A systematic review 1 including 9 RCTs with a total of 58,600 subjects was abstracted in DARE. Effects were analysed in 8 subgroups, as defined by entry ECG, hours from onset of symptoms, age, sex, systolic blood pressure, heart rate, history of AMI and presence of diabetes.
The overall mortality was 9.6% for those receiving fibrinolytic therapy, and 11.5% for the controls, representing the avoidance of 18 deaths per 1000 patients allocated to treatment.

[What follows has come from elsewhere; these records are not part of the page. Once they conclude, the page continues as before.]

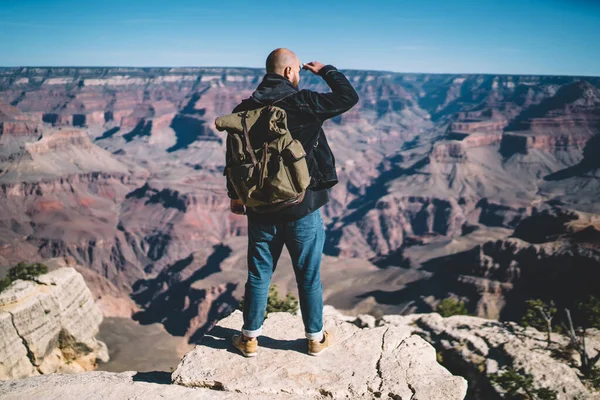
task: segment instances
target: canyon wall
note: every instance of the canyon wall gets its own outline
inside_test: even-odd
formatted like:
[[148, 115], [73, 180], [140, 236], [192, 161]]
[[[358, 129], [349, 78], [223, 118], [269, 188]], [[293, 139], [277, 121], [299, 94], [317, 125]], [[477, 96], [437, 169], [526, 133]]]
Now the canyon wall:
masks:
[[[599, 78], [343, 72], [360, 101], [323, 125], [340, 178], [322, 209], [325, 252], [380, 267], [373, 274], [385, 288], [356, 282], [369, 289], [355, 304], [377, 299], [371, 305], [388, 310], [413, 301], [415, 310], [430, 310], [458, 288], [425, 300], [403, 290], [435, 275], [433, 255], [441, 262], [485, 253], [494, 247], [486, 243], [500, 240], [504, 253], [486, 255], [517, 257], [537, 245], [508, 236], [540, 210], [600, 213]], [[237, 280], [199, 281], [223, 277], [215, 273], [223, 257], [243, 260], [245, 251], [229, 246], [244, 241], [246, 221], [229, 211], [225, 137], [214, 119], [263, 75], [248, 68], [0, 69], [2, 268], [70, 257], [87, 268], [104, 315], [155, 322], [169, 299], [182, 299], [188, 303], [165, 323], [196, 340], [240, 296]], [[328, 91], [310, 74], [300, 85]], [[573, 244], [561, 243], [567, 254]], [[585, 258], [595, 265], [591, 251]], [[469, 257], [469, 265], [485, 259]], [[353, 273], [367, 279], [359, 268]], [[488, 287], [476, 274], [456, 273], [465, 293]], [[498, 285], [476, 308], [480, 315], [503, 315], [505, 297], [516, 292]], [[340, 293], [338, 301], [351, 302]]]

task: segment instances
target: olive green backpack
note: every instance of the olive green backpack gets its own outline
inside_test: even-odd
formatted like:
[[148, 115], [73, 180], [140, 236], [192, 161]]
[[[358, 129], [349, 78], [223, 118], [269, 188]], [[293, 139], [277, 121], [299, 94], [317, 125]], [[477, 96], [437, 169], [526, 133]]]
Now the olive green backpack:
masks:
[[215, 124], [227, 131], [231, 152], [223, 175], [247, 207], [268, 213], [302, 202], [310, 184], [306, 152], [290, 134], [284, 109], [267, 105], [221, 116]]

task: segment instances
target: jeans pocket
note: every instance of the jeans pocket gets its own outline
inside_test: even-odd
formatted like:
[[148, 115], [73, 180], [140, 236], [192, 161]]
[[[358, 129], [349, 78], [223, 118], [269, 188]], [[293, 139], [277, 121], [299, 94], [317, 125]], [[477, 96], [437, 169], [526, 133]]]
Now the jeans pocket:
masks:
[[314, 239], [321, 223], [320, 216], [319, 210], [316, 210], [296, 220], [291, 229], [293, 239], [297, 242], [308, 242]]
[[275, 227], [272, 224], [261, 224], [248, 221], [248, 238], [252, 242], [264, 242], [273, 239]]

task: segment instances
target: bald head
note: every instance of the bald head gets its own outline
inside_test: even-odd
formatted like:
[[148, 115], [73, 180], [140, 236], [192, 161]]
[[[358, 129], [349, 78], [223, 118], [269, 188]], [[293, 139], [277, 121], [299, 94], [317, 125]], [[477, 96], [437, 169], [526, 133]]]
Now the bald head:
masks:
[[267, 73], [275, 73], [285, 75], [287, 67], [297, 70], [300, 65], [300, 60], [293, 51], [280, 47], [273, 50], [267, 57], [266, 68]]

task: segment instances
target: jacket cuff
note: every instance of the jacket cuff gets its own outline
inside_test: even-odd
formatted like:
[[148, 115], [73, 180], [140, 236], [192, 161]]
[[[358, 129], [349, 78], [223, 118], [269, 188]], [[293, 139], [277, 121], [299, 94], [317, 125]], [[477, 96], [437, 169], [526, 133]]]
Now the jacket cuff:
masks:
[[337, 71], [337, 68], [331, 64], [327, 64], [319, 70], [319, 75], [325, 76], [328, 72]]
[[227, 192], [227, 197], [229, 197], [230, 199], [233, 199], [233, 200], [239, 199], [237, 193], [235, 193], [235, 192], [234, 193]]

The mortality reduction was 26% in patients presenting in < 3 hours, 18% in patients presenting in 4 - 6 hours, and 14% in patients presenting at 7 - 12 hours. Though older patients are a higher absolute risk of death from AMI, absolute mortality reductions see much the same among older and younger patients. The benefit of fibrinolytic therapy is highest among patients with bundle branch block or ST elevation. Patients with ST depression or other ECG abnormalities showed no conclusive evidence of benefit. Fibrinolytic therapy was associated with a small but significant excess of 3.9 (SD 0.8) strokes per 1000 patients. All of this excess appeared on days 0 - 1. Fibrinolytic therapy was associated with a 7.3 (SD 0.7) per 1000 excess of nonfatal major bleeds.